Would you give a business your credit card data if you knew this data would be used maliciously? Consumers are less likely to buy from merchants that they feel can’t be trusted with their card data. Embracing PCI DSS and being compliant shows your customers that you are serious about keeping their card data secure. This is likely to increase your sales.

3. Protects Your Customers

When customers make credit cards transactions with your business, they trust that you’ll keep their data secure. While cardholder data is in your possession, you are responsible for securing it. If there is a data breach, your customers will also lose. Being PCI-compliant protects consumers from such losses.

4. Provides Guidelines for Securing Data

PCI DSS provides requirements that help merchants know what they need to do to keep their data secure. Even new firms on the market find it easy to implement the PCI DSS requirements as the standards are well laid out.

5. Helps Businesses Avoid Penalties and Lawsuits

If your firm experiences a data breach, lawsuits from cardholders and other related parties are likely to follow. For instance, the 2013 Target stores data breach saw hackers steal credit and debit card data from 40 million customers. Target had to pay over $10 in settlement fines in a class-action lawsuit from consumers. Being PCI-compliant can help you avoid such lawsuits and fines.

6. Avoid Data Breach Costs

In addition to losing customer confidence and loyalty, a data breach can cost you lots of money. For instance, you’ll need to pay court fines, compensate the customers, replace the hacked credit cards, cater for investigation costs, not to mention lost business as you may be barred from receiving credit card payments until you secure your system.

Remember the Home Depot massive data breach of 2014, where more than 56 million customer data was stolen? The company had to pay $19.5 million to settle an open-class action lawsuit.

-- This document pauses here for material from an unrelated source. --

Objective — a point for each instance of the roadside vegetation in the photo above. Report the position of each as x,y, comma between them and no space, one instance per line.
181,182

The company also paid an extra $27.25 million to settle the banks. In August 2017, the firm still had to pay $15.3 million in legal fees. The total cost in fines paid by the company, excluding litigation and legal expenses was more than $85 million.

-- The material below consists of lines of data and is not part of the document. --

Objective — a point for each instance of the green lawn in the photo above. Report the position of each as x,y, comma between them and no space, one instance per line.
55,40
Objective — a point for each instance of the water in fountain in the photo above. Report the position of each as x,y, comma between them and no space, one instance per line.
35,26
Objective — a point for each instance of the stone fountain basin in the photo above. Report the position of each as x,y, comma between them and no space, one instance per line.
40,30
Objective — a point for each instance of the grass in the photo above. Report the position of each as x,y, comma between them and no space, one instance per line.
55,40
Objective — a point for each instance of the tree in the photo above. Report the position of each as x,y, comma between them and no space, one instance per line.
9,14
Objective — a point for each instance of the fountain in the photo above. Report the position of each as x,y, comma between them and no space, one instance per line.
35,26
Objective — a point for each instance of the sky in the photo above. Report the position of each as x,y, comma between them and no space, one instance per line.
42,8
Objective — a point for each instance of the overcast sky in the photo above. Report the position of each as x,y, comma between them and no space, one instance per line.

Isn’t It Time You Become PCI-Compliant?

PCI-compliance requires you to meet PCI DSS requirements. Additionally, you need to validate that you are still in compliance with the requirements every year. Merchants with 1 to 6 million e-commerce annual transactions, who are at level 1 and 2 of compliance, can validate compliance by submitting to an annual on-site audit done by a Qualified Data Security assessor. Once the audit is done, they’ll be given a yearly report on compliance.

Merchants with less than 1 million e-commerce transactions annually are at level 3 or 4 compliance. These merchants need to validate compliance by completing a self-assessment questionnaire from the PCI and have the compliance verified.